Not Her Majesty's Humbert
26 January 2013
Compared to the first House of Cards, this is a retread of familiar ground, far-fetched in spots, and fizzles out in the 'explosive' finale. It is still fun to watch, and together with Cards, a great primary text.

The narrative tension arises from the fact that the protagonist—Francis Urquhart, now Prime Minister after the events of the first one—is both an actor inside the story and the capricious narrator who in telling it attempts to control that story and his environment, Lolita-wise. (which Ian Richardson has not only known, as anyone in his trade can be expected to, but actually played on the stage, in Albee's Broadway version as apparently Nabokov himself)

We are roped in the story, by Urquhart making the camera a co- conspirator on his side.

This could have been of more interest than the first. The issue of co- conspiratorial viewing more ambiguously rears its head here, because mixed with parliamentary intrigue, the great deceiver is beginning to show signs of doubt and remorse, but knowing him to be a demagogue, can we trust him? Is he lucidly toying with us? Do we open up? It all comes back to Lolita, the seduced younger woman, his mirrored nemesis the current Chief Whip. It is good material, a good text to work from.

Alas, the same problem persists as in Cards.

Urquhart's doubt grows from memories of the first film, the whole Mattie Storin affair. If you haven't seen Cards, he has done something horrible even by his standards, and tormenting visions begin to seep into and disrupt his control.

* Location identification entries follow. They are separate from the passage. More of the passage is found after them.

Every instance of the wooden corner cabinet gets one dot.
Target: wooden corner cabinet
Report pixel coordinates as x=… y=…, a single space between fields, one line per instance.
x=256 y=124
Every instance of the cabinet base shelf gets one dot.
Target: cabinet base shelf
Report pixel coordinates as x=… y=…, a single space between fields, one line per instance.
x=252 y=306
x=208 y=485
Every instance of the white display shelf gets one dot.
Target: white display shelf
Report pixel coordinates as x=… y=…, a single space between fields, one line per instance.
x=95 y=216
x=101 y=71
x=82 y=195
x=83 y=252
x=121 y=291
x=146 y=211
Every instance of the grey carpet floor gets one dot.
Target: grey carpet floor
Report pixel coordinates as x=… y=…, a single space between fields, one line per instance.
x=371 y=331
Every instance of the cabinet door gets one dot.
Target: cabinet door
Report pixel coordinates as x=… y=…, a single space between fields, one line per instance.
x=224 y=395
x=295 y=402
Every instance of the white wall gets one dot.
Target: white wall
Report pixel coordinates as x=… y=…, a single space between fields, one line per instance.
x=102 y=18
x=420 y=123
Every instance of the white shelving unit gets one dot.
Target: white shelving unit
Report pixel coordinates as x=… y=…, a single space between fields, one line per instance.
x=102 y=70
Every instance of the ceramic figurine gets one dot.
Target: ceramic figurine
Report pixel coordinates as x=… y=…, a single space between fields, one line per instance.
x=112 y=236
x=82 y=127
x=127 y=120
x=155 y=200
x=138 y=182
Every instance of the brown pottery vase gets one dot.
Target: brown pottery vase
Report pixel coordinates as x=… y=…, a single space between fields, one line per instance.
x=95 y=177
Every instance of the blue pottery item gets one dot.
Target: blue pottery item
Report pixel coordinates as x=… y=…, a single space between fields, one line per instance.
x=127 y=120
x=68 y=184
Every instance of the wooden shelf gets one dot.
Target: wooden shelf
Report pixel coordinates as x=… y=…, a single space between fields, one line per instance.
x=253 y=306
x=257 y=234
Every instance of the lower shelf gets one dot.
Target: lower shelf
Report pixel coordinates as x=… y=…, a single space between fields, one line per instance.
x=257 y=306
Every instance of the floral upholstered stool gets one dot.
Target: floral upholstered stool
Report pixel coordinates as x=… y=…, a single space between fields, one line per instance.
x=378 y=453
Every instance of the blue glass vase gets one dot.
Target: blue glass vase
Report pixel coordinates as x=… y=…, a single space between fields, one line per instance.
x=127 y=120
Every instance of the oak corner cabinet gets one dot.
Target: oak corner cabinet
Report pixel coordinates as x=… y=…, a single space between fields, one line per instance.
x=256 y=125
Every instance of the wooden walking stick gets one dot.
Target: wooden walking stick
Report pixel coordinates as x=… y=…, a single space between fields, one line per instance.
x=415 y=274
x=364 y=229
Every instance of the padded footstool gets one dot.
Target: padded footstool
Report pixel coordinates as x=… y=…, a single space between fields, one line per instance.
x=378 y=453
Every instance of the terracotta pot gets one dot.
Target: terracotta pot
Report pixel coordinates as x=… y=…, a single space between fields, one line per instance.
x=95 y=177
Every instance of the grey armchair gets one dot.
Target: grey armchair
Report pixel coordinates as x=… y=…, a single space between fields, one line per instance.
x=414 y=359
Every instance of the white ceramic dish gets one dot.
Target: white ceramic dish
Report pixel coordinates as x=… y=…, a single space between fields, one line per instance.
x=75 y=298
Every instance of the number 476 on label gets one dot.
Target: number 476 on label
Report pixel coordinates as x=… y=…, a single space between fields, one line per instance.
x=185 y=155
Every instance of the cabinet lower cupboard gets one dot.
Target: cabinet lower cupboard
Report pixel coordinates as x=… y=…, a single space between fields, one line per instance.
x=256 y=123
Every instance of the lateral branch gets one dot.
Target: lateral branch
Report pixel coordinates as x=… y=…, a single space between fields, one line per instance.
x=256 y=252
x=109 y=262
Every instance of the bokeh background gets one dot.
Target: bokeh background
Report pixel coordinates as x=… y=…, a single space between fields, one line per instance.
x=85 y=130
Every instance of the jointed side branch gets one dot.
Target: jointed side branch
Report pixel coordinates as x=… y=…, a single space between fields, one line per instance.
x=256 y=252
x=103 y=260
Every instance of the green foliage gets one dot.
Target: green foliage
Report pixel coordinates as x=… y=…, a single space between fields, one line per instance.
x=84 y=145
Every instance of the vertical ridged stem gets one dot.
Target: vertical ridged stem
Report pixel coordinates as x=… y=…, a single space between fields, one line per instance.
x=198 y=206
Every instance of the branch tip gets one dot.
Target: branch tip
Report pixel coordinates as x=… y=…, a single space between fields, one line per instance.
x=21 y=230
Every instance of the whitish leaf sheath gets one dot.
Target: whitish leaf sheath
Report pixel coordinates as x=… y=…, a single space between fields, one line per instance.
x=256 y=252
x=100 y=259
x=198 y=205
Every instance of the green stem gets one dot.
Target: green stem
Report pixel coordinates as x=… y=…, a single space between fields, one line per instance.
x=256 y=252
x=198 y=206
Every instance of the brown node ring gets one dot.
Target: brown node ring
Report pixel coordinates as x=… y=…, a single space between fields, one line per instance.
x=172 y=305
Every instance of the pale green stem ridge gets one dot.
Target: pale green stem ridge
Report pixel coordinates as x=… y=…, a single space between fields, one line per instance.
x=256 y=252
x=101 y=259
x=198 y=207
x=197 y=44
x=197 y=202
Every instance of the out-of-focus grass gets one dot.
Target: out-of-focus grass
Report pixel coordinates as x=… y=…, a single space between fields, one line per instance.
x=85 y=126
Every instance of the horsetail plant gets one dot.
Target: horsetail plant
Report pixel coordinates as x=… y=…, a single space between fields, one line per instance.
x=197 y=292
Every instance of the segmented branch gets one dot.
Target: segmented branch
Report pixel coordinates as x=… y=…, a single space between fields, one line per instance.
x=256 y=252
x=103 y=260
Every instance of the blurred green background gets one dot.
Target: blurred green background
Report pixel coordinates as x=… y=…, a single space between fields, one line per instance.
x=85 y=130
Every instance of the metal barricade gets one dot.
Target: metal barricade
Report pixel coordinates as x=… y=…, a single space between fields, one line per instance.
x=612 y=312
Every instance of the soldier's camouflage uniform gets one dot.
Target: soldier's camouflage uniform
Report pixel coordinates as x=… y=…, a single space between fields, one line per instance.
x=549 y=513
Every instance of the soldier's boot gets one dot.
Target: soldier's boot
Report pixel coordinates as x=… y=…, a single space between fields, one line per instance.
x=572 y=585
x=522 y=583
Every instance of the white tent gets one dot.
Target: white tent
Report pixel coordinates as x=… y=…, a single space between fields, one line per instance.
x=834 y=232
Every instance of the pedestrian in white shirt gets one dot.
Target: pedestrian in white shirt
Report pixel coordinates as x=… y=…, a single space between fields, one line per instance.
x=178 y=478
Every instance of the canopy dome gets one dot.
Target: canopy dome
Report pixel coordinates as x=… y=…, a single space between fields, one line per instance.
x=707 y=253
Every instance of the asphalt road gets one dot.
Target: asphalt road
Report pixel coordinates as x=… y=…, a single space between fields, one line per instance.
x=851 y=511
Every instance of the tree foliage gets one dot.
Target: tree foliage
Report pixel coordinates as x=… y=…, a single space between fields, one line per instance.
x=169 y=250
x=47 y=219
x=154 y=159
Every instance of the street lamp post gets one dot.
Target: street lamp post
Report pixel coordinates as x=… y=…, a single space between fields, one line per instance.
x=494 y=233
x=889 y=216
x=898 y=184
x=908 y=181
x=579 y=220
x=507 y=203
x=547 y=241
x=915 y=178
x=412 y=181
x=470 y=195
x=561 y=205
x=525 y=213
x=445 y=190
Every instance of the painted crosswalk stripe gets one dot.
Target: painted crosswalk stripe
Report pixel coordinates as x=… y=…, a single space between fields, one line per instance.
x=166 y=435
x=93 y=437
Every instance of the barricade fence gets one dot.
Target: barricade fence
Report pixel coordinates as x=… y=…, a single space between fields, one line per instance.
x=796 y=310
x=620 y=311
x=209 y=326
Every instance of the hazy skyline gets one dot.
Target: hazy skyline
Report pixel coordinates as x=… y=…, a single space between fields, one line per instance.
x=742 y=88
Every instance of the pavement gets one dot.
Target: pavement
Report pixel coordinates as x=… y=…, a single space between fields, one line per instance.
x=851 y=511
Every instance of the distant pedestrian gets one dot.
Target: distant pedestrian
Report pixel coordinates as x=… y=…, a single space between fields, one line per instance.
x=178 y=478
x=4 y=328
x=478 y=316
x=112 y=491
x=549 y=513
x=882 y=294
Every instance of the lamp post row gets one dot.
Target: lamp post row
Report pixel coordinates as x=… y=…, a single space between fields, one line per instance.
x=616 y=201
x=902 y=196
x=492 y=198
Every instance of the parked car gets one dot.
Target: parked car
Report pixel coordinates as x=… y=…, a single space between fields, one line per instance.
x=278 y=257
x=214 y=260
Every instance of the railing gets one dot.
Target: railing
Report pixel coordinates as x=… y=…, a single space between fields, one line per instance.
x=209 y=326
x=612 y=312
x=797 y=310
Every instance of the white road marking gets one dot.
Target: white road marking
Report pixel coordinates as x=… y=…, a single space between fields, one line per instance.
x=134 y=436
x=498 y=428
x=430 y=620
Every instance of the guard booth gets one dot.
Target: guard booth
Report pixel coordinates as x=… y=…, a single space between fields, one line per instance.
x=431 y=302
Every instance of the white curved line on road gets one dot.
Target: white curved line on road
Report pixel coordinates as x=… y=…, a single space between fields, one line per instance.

Now there are two types of film when dealing with cinematic memory, mostly distinct of each other.

Films where memory is a narrative device and the reminiscing self fetches the images as insight into some past story, a category of which this is a part of, and can be relied on for a good jigsaw but hardly much else. Hitchcock usually worked in this way.

And films, much fewer, where true to the function of memory, images steal into the story as insight of the narrating self, images not always in the right order or logical that partly create the self. All the great films (as well as Lolita) fall in this latter category.

So the narrative is clean and logical, which the British do better than anyone. The acting is fine, Richardson above all. But, there is no reason whatsoever for Urquhart to be truly confiding to the viewer, especially now that we see aspects of Urquhart he does not control. Everyone else is being lied to, uncertain and fumbling, but we are not. This is as if Lolita was just a chronicle of mischiefs, missing layers.